Yer yer çok gıcık olmakla beraber yer yer de çok kıskandım Doppler'i. Onun yerinde olmak, ormanda yaşamak, bir geyikle arkadaşlık etmek çok cazip geldi. Üstelik onun ormana kaçış sebebini de anlayabiliyorum. Doppler'in eşi olsaydım onunla çadıra taşınmak isterdim ama muhtemelen Doppler bundan pek hoşnut olmazdı :)) Ama n'apalım hayatta her zaman kendi istediğimiz olmuyor maalesef :D Gerçi dürüst olmam gerekirse bu kitabın herhangi bir kahramanı olacaksam Doppler'in eşi değil aksine Doppler'in taa kendisi olurum :D
Kitapta okurken altını çizdiğim bazı kısımları paylaşmak istiyorum.
"İnsanların arasına karışmak başını belaya sokmak demek."
"Bütün bu başarıların arasında yıllarca dolanıp durdum. Başarılarla yattım, başarılarla kalktım. Başarılarla uyudum. Başarı soludum ve yavaş yavaş yaşamımı yitirdim."
"Yalnız doğar, yalnız ölürüz. Buna bir an evvel alışmak lazım. Yalnızlık yapının temeli. Yani taşıyıcı kolonun ta kendisi, insan başkalarıyla bir arada yaşayabilir, ancak "bir arada" demek, kural gereği yan yana olmak anlamına gelir. Bu da iyi sayılır. İnsanlar yan yana yaşar, şanslarının yaver gittikleri anlarda belki bir arada bile olabilirler."

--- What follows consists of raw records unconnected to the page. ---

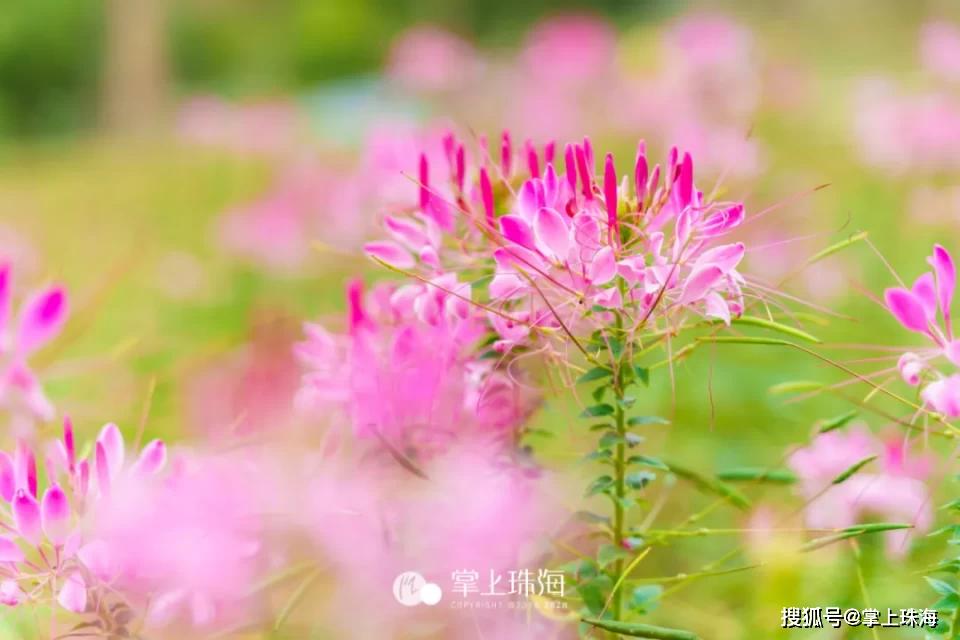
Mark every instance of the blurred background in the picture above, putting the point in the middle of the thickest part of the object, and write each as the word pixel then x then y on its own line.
pixel 202 174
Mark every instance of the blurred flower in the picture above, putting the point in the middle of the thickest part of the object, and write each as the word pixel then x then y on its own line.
pixel 896 492
pixel 940 49
pixel 406 370
pixel 41 318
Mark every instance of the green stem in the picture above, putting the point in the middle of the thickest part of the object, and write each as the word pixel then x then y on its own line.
pixel 620 489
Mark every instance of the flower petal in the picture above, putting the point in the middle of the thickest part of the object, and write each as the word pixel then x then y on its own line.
pixel 946 273
pixel 389 252
pixel 26 515
pixel 9 551
pixel 907 309
pixel 699 283
pixel 41 319
pixel 516 230
pixel 55 514
pixel 73 594
pixel 603 267
pixel 552 233
pixel 925 290
pixel 152 458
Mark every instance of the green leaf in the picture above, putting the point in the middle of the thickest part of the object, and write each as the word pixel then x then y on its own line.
pixel 643 374
pixel 645 598
pixel 597 373
pixel 776 326
pixel 852 532
pixel 794 386
pixel 638 630
pixel 656 463
pixel 941 587
pixel 639 421
pixel 745 340
pixel 633 439
pixel 748 474
pixel 599 485
pixel 597 411
pixel 592 592
pixel 710 485
pixel 591 517
pixel 838 246
pixel 852 469
pixel 608 554
pixel 836 422
pixel 610 440
pixel 639 479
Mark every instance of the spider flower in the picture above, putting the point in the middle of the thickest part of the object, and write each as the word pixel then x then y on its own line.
pixel 892 489
pixel 39 320
pixel 569 242
pixel 47 554
pixel 406 370
pixel 926 308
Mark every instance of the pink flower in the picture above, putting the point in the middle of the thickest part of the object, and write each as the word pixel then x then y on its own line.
pixel 41 318
pixel 189 538
pixel 943 396
pixel 406 370
pixel 891 487
pixel 570 243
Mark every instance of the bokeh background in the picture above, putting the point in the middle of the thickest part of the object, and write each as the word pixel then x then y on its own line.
pixel 202 174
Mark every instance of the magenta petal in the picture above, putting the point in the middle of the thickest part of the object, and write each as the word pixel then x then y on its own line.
pixel 9 551
pixel 6 290
pixel 73 594
pixel 26 515
pixel 925 289
pixel 55 513
pixel 486 195
pixel 726 256
pixel 552 233
pixel 699 283
pixel 10 593
pixel 8 480
pixel 152 458
pixel 102 468
pixel 405 232
pixel 25 465
pixel 68 443
pixel 610 196
pixel 603 268
pixel 516 230
pixel 942 264
pixel 41 319
pixel 389 252
pixel 685 186
pixel 907 309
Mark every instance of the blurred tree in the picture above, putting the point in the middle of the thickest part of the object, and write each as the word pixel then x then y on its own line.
pixel 49 65
pixel 135 77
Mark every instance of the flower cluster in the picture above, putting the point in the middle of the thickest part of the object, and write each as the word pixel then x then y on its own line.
pixel 47 548
pixel 564 245
pixel 925 308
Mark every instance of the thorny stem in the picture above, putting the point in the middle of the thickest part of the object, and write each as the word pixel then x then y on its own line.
pixel 619 478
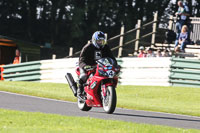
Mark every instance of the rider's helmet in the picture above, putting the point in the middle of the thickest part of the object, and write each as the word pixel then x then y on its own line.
pixel 99 39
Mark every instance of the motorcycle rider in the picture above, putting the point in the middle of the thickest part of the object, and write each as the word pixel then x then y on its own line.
pixel 91 52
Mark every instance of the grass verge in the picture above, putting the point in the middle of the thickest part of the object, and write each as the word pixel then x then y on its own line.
pixel 24 122
pixel 178 100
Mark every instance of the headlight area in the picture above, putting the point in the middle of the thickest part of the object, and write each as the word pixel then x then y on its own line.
pixel 102 73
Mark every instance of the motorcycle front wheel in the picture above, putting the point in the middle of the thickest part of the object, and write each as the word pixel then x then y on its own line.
pixel 82 105
pixel 110 100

"Ben de herkes gibi çalışması için ara sıra doğru bir şekilde yağlanması gereken bir makineyim."
"... tarihin belli bir noktasında doğmuş olmanın sonucuna katlanan diğer milyonlarca normal genç kadar normal biri olduğuna inanıyorum."
"Sen mevcut düzenin gerçek bir hamisiyken, ben halk düşmanıyım. Sen konuşmak istiyorsun, bense yıkmak istiyorum. Sen her şeyin olduğu gibi kalmasını isterken ben her şeyin son bulmasını istiyorum. Senin köpeğin, benimse geyiğim var. Sen satın almayı seviyorsun, bense takastan yanayım."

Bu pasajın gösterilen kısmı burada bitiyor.